Reflection with Deacon Mark Kelly
More to the Spirit
Theologians, writers and artists have sought to encapsulate the unknowable Trinity with three leafed clovers; ice, water and steam; daughter, mother and wife and many other images. The Rubliev icon of the three seated figures is a much loved and useful image of Trinity. Beautiful and evocative as it is, our religious art, both eastern and western, mostly reflects a static pyramidal structure with a male Father God at the top, perhaps alongside the other persons, and everything else beneath the clouds.
But there is more! Jesus tells the disciples in today’s gospel, “I still have many things to say to you but they would be too much for you now. But when the Spirit of truth comes he will lead you to the complete truth.” (John 16:12-15). Opening up fully to the Holy Spirit promised to us by Jesus; embracing a fully Trinitarian thinking (what Thomas Aquinas saw as God’s art) we find a more spiral, circle and flow than pyramid. (Richard Rohr, The Divine Dance).
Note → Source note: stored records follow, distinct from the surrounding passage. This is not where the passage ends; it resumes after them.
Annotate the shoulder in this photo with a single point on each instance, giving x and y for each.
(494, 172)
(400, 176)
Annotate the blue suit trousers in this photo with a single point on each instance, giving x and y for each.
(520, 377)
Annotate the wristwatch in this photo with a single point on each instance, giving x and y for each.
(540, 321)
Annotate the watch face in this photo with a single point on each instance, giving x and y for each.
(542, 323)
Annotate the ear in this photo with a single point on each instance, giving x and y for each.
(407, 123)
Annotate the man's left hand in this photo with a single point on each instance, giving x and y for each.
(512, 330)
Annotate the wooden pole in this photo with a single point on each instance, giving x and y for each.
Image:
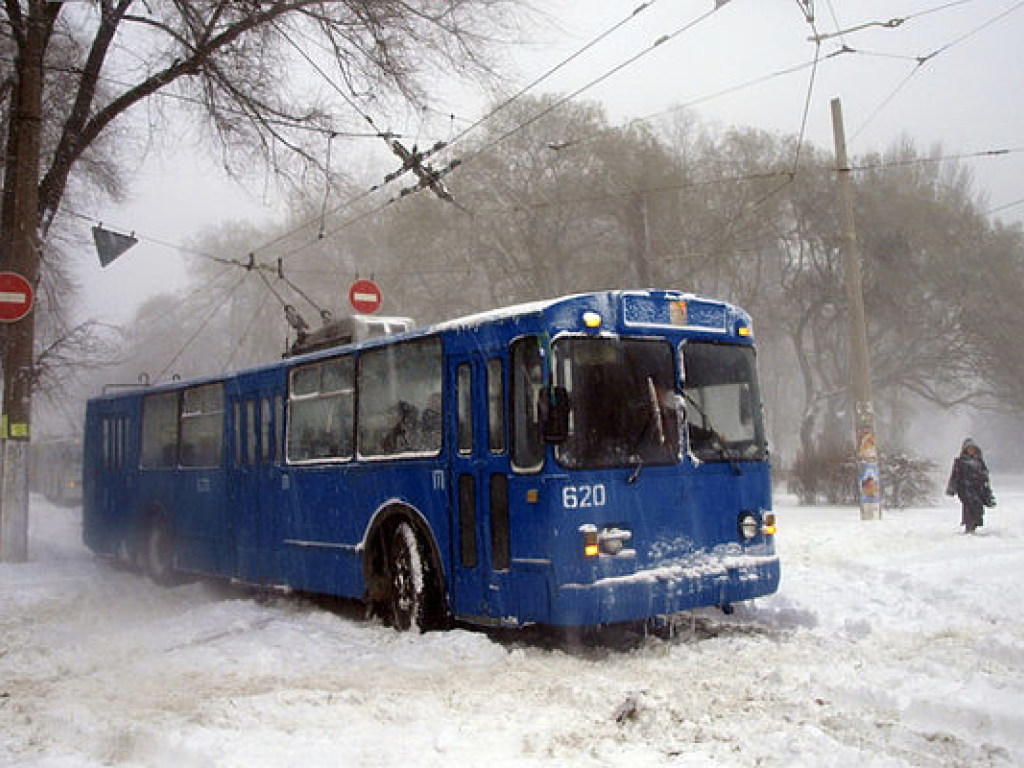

Pope Francis passionately writes of the Spirit fully engaged with and in us and everything: “The Spirit of God has filled the universe with possibilities and therefore, from the very heart of things, something new can always emerge” (Laudate Si 80). The Pope quotes St Thomas Aquinas, “Nature is none other than a certain kind of art, God’s art, impressed upon things, whereby those things are moved to determinate end. It is as if a shipbuilder were able to give timbers the wherewithal to move themselves to take the form of a ship.” (St Thomas Aquinas, Summa Theologiae ). The Spirit of God is in the swirl of everything. “Throughout the vast sweep of cosmic and biological evolution, the Spirit embraces the material root of life and its endless potential, empowering the cosmic process from within.” (Daniel O’Leary, An Astonishing Secret).